Over the past year, farmers have watched fertilizer prices climb with little to no hope for a price break on the horizon. Urea fertilizer cost Matt Miles—a corn, soybean, rice, and cotton farmer in Arkansas—$400 per ton for the 2021 growing season. At $1,100 per ton, Miles faces a 175% price increase for the 2022 growing season. Growing corn in 2022 will cost him an additional $180 an acre in fertilizer alone, compared with 2021.

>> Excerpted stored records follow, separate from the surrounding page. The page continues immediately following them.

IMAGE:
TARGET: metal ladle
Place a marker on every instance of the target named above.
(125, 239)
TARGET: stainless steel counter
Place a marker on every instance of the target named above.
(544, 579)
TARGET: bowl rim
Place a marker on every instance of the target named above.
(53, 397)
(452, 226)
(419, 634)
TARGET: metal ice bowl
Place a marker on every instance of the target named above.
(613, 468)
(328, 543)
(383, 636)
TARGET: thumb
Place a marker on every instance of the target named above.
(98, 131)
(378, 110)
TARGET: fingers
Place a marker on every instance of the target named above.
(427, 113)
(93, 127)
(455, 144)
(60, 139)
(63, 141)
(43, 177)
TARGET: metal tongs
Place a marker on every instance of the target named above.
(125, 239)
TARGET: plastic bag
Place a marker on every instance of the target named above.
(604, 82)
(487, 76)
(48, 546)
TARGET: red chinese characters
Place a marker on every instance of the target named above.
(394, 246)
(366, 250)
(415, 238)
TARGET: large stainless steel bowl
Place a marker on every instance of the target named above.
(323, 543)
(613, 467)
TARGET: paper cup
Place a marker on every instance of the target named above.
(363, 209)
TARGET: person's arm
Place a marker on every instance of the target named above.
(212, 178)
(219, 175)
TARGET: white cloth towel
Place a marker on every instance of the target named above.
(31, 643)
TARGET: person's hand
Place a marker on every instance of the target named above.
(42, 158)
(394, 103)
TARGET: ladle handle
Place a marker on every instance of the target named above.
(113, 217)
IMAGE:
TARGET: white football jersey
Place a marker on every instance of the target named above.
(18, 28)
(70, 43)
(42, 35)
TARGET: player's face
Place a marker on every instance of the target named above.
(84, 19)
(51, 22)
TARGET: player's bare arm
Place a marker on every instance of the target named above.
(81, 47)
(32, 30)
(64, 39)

The skyrocketing fertilizer market has made planning difficult. Producers are now faced with more issues to consider on top of the decisions they already make in a regular planting season. They must ask themselves what is the most cost-efficient crop going to be? Farmers must weigh the pros and cons of acquiring manure vs. buying synthetic fertilizer. How should they get the most out of the fertilizer they do spend their money on?

As the industry looks ahead to the 2022 growing season, farmers, analysts, and fertilizer companies have their own perspectives on what’s happening in the market.

MANY FACTORS INFLUENCE FERTILIZER AVAILABILITY AND PRICE

“Global fertilizer prices have reached record highs this year, in part due to soaring prices for the natural gas used to produce them, and severe storms in the United States that disrupted production,” according to a December 9 Reuters article.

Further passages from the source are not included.